Assessing Performance and Clinical Usefulness in Prediction Models With Survival Outcomes: Practical Guidance for Cox Proportional Hazards Models.
McLernon DJ., Giardiello D., Van Calster B., Wynants L., van Geloven N., van Smeden M., Therneau T., Steyerberg EW., topic groups 6 and 8 of the STRATOS Initiative None.
Risk prediction models need thorough validation to assess their performance. Validation of models for survival outcomes poses challenges due to the censoring of observations and the varying time horizon at which predictions can be made. This article describes measures to evaluate predictions and the potential improvement in decision making from survival models based on Cox proportional hazards regression.

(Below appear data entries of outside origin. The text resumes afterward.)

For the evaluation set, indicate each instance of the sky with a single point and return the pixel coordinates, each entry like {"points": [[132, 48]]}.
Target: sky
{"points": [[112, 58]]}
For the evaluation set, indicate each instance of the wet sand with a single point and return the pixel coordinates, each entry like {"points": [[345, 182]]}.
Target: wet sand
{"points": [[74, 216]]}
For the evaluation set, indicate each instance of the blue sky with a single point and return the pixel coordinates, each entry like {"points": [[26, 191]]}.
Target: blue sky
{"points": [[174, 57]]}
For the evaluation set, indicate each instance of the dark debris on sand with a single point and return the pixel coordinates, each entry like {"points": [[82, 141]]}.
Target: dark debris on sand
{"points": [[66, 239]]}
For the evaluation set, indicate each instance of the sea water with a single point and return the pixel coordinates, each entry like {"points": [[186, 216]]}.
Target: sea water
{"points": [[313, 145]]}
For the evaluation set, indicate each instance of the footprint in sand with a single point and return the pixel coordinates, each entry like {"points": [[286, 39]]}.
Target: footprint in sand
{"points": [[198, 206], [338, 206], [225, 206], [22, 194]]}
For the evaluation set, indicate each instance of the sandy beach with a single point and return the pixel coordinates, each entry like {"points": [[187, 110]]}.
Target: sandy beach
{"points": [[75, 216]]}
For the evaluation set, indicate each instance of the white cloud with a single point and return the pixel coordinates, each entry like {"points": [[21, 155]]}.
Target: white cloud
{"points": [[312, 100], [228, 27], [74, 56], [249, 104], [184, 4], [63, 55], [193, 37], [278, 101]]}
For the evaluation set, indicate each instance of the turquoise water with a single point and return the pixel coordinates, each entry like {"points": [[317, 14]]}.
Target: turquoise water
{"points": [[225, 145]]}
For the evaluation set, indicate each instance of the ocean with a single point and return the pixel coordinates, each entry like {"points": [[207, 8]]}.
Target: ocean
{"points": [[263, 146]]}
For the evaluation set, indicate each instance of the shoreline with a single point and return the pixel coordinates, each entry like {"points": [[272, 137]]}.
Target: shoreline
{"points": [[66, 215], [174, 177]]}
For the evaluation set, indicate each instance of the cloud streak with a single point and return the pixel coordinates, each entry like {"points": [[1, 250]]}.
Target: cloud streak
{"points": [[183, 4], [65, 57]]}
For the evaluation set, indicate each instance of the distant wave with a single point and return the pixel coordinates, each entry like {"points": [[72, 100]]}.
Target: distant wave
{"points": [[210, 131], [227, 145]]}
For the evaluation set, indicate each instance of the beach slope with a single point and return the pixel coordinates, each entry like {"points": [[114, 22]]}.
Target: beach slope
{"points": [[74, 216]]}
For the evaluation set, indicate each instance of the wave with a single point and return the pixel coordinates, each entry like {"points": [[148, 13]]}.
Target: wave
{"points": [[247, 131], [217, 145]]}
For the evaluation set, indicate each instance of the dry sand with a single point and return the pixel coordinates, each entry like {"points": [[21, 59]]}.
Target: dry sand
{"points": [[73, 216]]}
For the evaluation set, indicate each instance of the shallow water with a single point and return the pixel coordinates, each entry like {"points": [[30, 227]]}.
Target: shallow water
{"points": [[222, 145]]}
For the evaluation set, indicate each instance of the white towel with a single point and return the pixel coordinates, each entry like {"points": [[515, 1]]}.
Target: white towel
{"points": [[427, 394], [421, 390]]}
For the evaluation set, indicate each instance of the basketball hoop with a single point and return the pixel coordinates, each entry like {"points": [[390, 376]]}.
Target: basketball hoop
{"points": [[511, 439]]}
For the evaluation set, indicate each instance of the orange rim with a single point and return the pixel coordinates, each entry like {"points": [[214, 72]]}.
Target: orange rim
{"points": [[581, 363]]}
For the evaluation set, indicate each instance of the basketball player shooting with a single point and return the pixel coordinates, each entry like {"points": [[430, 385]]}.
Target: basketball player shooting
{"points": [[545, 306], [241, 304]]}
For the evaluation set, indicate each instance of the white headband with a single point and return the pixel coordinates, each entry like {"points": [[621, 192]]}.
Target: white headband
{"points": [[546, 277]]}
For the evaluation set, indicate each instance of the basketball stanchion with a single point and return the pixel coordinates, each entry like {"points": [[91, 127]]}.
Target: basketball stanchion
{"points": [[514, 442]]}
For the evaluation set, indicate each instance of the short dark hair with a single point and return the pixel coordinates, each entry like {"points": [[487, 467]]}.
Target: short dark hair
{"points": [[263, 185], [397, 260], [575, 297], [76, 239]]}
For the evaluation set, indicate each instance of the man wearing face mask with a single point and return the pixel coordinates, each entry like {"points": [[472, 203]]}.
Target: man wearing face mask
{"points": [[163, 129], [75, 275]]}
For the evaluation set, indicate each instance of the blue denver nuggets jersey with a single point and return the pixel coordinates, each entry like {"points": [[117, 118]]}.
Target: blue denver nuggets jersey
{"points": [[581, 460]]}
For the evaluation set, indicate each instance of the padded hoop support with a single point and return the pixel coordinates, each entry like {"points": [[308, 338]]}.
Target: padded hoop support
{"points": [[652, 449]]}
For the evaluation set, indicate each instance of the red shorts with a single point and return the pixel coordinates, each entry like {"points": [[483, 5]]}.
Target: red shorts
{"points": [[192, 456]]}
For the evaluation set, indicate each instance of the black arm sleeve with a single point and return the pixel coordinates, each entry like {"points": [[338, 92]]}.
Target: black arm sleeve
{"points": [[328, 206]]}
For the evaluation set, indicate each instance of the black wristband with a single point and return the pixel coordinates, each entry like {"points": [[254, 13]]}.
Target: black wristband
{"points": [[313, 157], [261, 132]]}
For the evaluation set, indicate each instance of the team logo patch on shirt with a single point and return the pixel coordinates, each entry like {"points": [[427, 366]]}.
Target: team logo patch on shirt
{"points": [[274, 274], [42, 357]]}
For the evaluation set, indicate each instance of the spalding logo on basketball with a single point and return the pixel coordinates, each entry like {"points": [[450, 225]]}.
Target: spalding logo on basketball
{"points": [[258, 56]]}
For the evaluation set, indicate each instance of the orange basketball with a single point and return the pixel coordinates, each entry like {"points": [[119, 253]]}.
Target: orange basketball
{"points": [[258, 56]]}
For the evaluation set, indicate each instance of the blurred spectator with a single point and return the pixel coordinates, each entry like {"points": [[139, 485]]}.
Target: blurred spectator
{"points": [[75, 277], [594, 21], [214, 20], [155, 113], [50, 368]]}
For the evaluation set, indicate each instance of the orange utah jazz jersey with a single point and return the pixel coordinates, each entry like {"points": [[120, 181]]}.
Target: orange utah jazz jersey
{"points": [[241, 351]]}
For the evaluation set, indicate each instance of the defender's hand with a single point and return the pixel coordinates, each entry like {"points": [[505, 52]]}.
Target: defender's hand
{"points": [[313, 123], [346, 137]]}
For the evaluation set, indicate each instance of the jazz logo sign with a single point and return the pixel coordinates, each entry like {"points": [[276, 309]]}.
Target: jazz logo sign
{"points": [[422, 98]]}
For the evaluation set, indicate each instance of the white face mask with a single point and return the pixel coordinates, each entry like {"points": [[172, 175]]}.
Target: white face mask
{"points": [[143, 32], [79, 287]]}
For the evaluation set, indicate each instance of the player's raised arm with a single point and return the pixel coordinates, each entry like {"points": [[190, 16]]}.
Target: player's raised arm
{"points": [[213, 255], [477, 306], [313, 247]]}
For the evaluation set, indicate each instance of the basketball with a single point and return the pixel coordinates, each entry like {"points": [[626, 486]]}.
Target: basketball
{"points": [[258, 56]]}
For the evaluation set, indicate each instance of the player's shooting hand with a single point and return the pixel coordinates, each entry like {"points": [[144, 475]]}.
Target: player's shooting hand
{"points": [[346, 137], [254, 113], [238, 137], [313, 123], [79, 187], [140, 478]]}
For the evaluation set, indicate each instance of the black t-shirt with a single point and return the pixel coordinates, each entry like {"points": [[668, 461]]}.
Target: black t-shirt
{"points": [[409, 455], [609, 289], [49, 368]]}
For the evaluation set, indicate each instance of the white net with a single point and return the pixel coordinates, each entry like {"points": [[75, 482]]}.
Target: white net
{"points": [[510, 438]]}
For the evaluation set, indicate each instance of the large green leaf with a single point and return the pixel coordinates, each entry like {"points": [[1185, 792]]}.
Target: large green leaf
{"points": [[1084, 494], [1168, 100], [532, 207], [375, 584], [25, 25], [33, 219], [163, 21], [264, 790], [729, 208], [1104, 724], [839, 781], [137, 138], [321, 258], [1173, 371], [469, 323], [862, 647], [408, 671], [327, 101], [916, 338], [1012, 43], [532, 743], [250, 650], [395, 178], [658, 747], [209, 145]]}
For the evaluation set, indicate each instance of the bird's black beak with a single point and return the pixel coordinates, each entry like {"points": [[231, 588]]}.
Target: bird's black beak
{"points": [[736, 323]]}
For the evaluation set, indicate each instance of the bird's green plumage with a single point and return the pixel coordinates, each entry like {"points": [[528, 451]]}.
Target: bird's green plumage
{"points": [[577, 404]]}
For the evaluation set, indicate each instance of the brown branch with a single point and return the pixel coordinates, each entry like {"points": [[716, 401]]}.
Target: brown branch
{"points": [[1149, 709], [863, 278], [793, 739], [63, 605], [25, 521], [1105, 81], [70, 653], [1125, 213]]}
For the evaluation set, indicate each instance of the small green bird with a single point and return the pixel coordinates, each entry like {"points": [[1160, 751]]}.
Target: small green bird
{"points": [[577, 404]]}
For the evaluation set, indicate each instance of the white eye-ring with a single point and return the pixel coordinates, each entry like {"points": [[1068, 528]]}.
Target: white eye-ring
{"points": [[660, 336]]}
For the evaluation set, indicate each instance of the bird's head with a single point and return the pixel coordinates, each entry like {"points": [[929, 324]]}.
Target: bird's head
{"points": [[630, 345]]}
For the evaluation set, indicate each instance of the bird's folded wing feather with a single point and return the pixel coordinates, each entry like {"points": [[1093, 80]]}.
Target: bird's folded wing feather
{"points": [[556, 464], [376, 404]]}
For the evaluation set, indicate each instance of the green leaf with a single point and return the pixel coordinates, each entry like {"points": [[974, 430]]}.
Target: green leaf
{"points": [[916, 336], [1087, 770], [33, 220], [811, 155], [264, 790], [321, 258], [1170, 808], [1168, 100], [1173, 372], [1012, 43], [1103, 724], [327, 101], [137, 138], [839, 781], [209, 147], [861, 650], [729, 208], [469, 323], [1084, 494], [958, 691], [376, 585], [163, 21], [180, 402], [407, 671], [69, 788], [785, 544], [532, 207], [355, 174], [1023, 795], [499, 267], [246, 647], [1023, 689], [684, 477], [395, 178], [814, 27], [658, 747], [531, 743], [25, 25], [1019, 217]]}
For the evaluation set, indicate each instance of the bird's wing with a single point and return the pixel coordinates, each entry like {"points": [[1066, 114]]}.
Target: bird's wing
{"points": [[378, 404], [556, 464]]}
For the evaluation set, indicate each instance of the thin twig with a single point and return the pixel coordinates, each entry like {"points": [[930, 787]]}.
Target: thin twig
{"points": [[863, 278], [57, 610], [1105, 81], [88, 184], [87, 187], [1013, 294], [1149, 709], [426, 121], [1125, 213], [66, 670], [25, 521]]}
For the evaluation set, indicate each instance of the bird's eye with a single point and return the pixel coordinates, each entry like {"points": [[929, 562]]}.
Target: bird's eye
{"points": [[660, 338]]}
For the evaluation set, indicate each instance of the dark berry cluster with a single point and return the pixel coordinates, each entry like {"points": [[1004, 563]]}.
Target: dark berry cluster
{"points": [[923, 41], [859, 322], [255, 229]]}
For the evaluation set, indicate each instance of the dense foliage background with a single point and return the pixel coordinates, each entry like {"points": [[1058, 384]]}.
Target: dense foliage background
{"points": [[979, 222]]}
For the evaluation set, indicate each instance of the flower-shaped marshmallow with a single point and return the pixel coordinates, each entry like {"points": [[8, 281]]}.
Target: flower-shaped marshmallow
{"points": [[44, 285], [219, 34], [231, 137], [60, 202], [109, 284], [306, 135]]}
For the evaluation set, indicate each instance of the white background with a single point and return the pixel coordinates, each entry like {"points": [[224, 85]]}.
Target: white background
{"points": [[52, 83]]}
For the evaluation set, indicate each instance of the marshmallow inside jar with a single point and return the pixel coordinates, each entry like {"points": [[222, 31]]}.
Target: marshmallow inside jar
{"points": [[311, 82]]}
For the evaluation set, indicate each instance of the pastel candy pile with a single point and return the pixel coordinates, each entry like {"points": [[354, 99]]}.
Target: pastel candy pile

As a motivating case study, the authors consider the prediction of the composite outcome of recurrence or death (the "event") in patients with breast cancer after surgery. They developed a simple Cox regression model with 3 predictors, as in the Nottingham Prognostic Index, in 2982 women (1275 events over 5 years of follow-up) and externally validated this model in 686 women (285 events over 5 years). Improvement in performance was assessed after the addition of progesterone receptor as a prognostic biomarker. The model predictions can be evaluated across the full range of observed follow-up times or for the event occurring by the end of a fixed time horizon of interest. The authors first discuss recommended statistical measures that evaluate model performance in terms of discrimination, calibration, or overall performance. Further, they evaluate the potential clinical utility of the model to support clinical decision making according to a net benefit measure. They provide SAS and R code to illustrate internal and external validation. The authors recommend the proposed set of performance measures for transparent reporting of the validity of predictions from survival models.